Pastor Will Not Offer Confirmation

Had a disturbing conversation this morning. It seems that the pastor of my friend's church has decided not to hold confirmation class for the children of this church. I was beyond shocked. Here's the background. The church is a small-membership church and has about 8 children in all. Of these, however, 5-6 are confirmation age--6th grade and up. While the pastor has promised to offer confirmation, he has not done so and has made no effort to see that these children receive instruction for church membership, despite being specifically asked.

I don't know about you, but to me this should be a chargeable offense for clergy. Statistics tell us that if children are not confirmed, the chance of them ever becoming active church members is great diminished. In other words, this pastor is actually pushing these children away from the church.

Not only that, but this little church really wants to grow in ministry and in numbers. It wants to pay 100% of its apportionment's--and does. It wants to be a station church again, but none of these things will ever happen if the pastor and leadership don't act.

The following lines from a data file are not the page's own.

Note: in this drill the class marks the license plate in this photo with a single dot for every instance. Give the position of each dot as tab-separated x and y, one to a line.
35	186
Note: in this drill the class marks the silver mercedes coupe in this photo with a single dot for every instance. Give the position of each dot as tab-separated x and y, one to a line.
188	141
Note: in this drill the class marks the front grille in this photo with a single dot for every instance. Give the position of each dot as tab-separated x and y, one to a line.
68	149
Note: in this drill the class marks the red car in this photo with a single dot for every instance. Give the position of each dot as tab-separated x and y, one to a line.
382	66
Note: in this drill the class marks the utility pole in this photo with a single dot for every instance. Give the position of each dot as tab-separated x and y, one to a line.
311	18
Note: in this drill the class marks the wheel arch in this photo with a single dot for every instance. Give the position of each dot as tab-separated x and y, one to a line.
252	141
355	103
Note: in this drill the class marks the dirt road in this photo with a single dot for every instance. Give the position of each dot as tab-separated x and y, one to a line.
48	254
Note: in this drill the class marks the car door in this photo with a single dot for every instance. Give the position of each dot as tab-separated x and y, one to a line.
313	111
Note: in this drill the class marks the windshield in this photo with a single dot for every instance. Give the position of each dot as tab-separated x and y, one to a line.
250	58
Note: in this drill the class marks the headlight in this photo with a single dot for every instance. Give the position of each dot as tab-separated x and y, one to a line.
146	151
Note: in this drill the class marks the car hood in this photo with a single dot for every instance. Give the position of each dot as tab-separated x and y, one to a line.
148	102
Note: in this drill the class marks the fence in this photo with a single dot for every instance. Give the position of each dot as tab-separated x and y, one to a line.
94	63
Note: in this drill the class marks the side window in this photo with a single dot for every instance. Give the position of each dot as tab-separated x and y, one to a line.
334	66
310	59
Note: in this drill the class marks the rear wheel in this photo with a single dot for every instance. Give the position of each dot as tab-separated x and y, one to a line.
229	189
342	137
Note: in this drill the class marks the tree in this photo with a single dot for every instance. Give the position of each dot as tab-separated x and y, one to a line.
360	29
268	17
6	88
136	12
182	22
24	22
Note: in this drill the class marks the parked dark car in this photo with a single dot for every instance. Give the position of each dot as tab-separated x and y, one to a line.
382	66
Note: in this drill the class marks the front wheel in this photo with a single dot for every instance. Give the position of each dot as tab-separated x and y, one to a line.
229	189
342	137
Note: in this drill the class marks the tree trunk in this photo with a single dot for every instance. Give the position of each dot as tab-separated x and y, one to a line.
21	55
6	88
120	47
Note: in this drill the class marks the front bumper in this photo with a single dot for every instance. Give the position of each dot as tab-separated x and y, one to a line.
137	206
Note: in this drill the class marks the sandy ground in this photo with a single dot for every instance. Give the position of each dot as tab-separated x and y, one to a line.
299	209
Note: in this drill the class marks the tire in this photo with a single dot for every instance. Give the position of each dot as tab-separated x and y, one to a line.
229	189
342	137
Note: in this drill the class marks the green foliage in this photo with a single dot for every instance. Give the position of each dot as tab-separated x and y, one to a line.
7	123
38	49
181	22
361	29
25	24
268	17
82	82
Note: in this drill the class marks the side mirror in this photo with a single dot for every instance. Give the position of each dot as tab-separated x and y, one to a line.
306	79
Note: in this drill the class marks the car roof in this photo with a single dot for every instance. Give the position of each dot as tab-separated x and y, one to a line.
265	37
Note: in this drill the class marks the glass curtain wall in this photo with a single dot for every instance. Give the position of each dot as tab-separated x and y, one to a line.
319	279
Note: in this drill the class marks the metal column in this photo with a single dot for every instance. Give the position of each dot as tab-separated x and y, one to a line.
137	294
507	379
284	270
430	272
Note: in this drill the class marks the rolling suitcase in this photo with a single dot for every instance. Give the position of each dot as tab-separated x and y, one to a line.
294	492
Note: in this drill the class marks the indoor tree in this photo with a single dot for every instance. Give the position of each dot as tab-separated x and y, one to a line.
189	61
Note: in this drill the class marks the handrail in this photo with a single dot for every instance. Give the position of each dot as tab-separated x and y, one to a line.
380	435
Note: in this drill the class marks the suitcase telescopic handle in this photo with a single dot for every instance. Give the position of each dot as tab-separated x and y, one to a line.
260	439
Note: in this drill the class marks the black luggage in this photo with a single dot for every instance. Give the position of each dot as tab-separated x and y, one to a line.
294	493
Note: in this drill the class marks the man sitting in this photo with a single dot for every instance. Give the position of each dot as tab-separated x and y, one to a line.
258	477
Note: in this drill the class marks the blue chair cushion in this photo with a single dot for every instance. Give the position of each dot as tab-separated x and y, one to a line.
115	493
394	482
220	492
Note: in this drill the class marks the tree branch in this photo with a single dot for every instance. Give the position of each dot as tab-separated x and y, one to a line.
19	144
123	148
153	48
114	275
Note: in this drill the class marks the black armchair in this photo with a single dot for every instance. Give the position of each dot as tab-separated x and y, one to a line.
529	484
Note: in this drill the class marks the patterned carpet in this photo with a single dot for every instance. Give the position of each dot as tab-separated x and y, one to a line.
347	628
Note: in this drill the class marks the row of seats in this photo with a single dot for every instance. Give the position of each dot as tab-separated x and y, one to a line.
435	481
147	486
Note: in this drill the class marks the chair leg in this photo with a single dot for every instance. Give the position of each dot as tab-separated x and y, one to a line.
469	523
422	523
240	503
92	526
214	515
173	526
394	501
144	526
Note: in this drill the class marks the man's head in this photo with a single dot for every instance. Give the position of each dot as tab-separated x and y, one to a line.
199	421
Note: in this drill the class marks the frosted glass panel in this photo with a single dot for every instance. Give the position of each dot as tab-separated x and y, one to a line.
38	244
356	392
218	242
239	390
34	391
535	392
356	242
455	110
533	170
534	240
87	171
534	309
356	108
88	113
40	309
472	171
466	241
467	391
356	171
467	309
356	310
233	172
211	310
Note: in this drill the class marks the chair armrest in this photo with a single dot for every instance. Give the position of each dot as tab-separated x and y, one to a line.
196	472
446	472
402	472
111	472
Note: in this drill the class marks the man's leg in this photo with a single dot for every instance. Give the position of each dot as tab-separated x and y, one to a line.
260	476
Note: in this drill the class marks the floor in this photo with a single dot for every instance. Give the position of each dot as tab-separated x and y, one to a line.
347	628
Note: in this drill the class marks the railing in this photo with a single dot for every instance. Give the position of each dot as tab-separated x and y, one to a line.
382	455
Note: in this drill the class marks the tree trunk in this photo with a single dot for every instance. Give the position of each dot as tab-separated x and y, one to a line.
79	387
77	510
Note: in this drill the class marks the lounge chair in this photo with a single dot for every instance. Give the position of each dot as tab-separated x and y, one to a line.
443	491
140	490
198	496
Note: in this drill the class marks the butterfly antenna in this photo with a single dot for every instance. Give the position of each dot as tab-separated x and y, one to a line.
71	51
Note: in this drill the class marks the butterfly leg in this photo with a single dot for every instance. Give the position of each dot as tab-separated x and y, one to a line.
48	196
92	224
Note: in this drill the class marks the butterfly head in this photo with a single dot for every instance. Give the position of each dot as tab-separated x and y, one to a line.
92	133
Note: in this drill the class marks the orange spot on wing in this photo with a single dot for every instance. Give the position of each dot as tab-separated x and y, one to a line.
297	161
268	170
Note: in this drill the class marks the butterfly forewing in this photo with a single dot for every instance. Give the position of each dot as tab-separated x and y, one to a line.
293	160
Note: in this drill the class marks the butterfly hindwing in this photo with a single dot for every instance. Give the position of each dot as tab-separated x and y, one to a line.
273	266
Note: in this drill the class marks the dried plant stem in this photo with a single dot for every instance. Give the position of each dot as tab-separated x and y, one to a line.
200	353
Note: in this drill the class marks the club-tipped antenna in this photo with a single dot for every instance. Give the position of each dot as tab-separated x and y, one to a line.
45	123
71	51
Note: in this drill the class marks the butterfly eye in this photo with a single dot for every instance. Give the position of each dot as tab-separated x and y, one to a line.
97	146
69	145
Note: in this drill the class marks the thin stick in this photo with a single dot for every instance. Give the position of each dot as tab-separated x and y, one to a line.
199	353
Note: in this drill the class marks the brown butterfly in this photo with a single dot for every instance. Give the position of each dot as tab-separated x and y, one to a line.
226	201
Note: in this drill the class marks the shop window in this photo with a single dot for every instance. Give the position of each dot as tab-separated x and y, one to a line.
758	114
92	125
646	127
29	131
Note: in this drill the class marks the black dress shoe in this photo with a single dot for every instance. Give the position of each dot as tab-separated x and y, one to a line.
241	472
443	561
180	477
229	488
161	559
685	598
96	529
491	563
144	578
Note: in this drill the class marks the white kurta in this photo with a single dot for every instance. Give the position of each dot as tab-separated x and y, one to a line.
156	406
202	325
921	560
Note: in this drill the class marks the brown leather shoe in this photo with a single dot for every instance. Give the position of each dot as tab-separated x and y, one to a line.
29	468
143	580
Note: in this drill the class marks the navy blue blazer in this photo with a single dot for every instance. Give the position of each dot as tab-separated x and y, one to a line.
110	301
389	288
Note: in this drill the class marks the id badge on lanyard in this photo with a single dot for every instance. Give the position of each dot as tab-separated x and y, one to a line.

There is just so much more that good preaching that goes into being a pastor. Care for the congregation--visiting, equipping, educating--also play a major role. We wonder why small churches struggle. Could this a reason? Where is the DS? How does the bishops' Call to Action address this?



  1. Good questions! Is this pastor really a Methodist or from another denomination? I agree with your reasons for having confirmation. Many small churches still think that "being saved" has to come from a revival when confirmation can be just as meaningful, heartfelt, and life changing if carefully taught. Not all enlightening moments are on the mountaintop.

  2. Who says the pastor is the only one who can teach a confirmation class? Cokesbury offers material that would help outline what can be shared. The confirmation class helps form the basis for life long friendship in the church. Since the minister will probably be leaving soon, perhaps it is best a lay person from the church assume the privlege of working with the youth.

    1. Yes, agreed and there is a layperson who can had agreed to teach. But several of the kids would have to be baptized and the pastor is unwilling to do meet with those families as well.

  3. That's a whole different matter....is there an explanation why the pastor is unwilling? This seems like a matter to be brought before the Staff-Parish Committee. Frankly, if I were a parent and I had heard the pastor was unwilling to meet with me about baptism, I'd be looking for another church.

  4. The Oklahoma AC has instructed every pastor and church to hold a confirmation class every year, regardless of the number of children. They have also instructed every church to hold an adult "confirmation" class regardless of number of participants. The adult class will work on advancing discipleship. Seems to me this pastor needs a little motivation from the SPRC or DS.